Water For All
By Margaret Van Every
The high walls of Las Delicias, armed with broken glass on top, were a formidable bulwark against the needy of San Antonio, who subsisted in squalor just on the walls’ shadow side. Every dwelling in Las Delicias had its own swimming pool, tennis courts, orchards and ornamental gardens, all of which required watering during the dry season. Except for the golf courses, gardens and swimming pools preempted all other needs for water—water for drinking, laundry, personal hygiene, or flushing.
Though the availability of clean water had always been an accurate definer of the classes, it is fair to say that even the well-off had to take some measures not to squander this precious commodity, especially during the last month of the dry season when almost all reserves were exhausted. They might turn the water off in the shower when soaping or not leave it running when brushing teeth.

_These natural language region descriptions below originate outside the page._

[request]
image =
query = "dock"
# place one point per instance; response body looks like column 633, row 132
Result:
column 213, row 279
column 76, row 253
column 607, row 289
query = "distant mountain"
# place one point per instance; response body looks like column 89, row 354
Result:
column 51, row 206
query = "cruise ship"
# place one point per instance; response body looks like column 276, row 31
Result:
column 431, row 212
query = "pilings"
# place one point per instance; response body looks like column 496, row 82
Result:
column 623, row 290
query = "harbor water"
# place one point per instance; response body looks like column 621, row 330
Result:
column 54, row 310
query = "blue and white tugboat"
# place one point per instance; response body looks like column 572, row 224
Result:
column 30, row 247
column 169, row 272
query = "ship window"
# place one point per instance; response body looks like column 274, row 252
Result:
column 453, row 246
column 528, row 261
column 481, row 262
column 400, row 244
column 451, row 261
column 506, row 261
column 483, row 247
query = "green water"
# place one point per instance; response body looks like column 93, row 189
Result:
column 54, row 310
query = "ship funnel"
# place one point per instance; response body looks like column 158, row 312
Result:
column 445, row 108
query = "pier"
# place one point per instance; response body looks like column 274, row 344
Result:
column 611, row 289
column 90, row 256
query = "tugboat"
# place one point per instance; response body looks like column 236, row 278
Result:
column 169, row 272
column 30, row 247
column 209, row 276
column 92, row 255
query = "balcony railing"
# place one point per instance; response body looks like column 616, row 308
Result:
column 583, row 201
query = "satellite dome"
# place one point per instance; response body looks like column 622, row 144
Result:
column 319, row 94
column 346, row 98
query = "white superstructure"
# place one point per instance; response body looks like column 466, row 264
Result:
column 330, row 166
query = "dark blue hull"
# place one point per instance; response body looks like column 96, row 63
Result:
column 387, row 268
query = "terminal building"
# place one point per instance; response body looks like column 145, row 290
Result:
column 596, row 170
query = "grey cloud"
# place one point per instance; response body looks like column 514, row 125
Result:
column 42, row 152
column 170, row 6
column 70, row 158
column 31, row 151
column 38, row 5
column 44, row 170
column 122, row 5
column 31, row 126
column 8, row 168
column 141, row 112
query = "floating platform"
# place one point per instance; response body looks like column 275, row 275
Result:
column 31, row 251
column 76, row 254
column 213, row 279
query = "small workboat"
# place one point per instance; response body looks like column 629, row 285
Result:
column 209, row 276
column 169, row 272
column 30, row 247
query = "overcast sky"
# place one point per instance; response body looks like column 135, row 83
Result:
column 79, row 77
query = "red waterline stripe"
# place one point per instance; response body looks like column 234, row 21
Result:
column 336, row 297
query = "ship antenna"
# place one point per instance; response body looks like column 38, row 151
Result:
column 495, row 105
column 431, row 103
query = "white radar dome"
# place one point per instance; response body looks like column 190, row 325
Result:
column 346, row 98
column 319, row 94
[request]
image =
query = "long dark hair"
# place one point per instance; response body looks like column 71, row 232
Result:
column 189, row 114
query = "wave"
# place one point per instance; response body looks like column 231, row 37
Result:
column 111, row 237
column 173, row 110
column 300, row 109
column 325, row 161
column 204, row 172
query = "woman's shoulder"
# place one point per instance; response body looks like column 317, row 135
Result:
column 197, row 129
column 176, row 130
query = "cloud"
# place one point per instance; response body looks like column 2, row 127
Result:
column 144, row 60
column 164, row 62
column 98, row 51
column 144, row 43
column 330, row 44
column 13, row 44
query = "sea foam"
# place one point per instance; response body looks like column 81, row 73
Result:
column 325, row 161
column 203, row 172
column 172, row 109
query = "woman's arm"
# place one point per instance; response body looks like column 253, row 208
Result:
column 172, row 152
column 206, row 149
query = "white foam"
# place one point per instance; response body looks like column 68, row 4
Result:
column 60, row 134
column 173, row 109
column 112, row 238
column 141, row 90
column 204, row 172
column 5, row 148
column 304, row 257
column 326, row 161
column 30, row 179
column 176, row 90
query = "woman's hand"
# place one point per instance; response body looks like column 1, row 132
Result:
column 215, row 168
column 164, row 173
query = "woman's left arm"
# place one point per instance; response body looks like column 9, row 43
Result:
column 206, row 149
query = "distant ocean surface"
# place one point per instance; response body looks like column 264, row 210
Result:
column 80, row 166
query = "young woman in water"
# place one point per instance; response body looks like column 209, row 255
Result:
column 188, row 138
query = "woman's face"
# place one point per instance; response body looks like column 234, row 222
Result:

Meanwhile, the community of San Antonio would lose several ancianos each year from heat and dehydration. For cooking they mostly fried or grilled their typical food on braziers. For drinking, they relied on Coca Cola and Fanta, pulque or tequila. They never had toilets, so flushing wasn’t their problem, but sanitation went from its usual bad to impossible. Unable to wash hands, they were prey to typhoid and dysentery. They were able to shower once a week at the public baths near the zócalo for a couple of pesos, which included soap, a sisal “washcloth,” towel and 10 minutes in a shower stall with dressing room. Women washed clothes in the public stone basin or knelt down at the banks of what was left of a small stream, beating the clothes threadbare but clean on rocks.
In the cool of the morning, an 8-year-old girl dressed in a plaid, pleated skirt and white knee-socks skips down the long pebble driveway past the pool and grass tennis court, past the banana trees to the huge iron gate that opens to the street. The gardener is expecting her and lays down his sheers with the intention of locking the gates behind her.
In the road, standing with a bucket, is a barefoot girl about her own age, holding a bucket. “¿Agua?” she asks. “No tenemos agua. Por favor.”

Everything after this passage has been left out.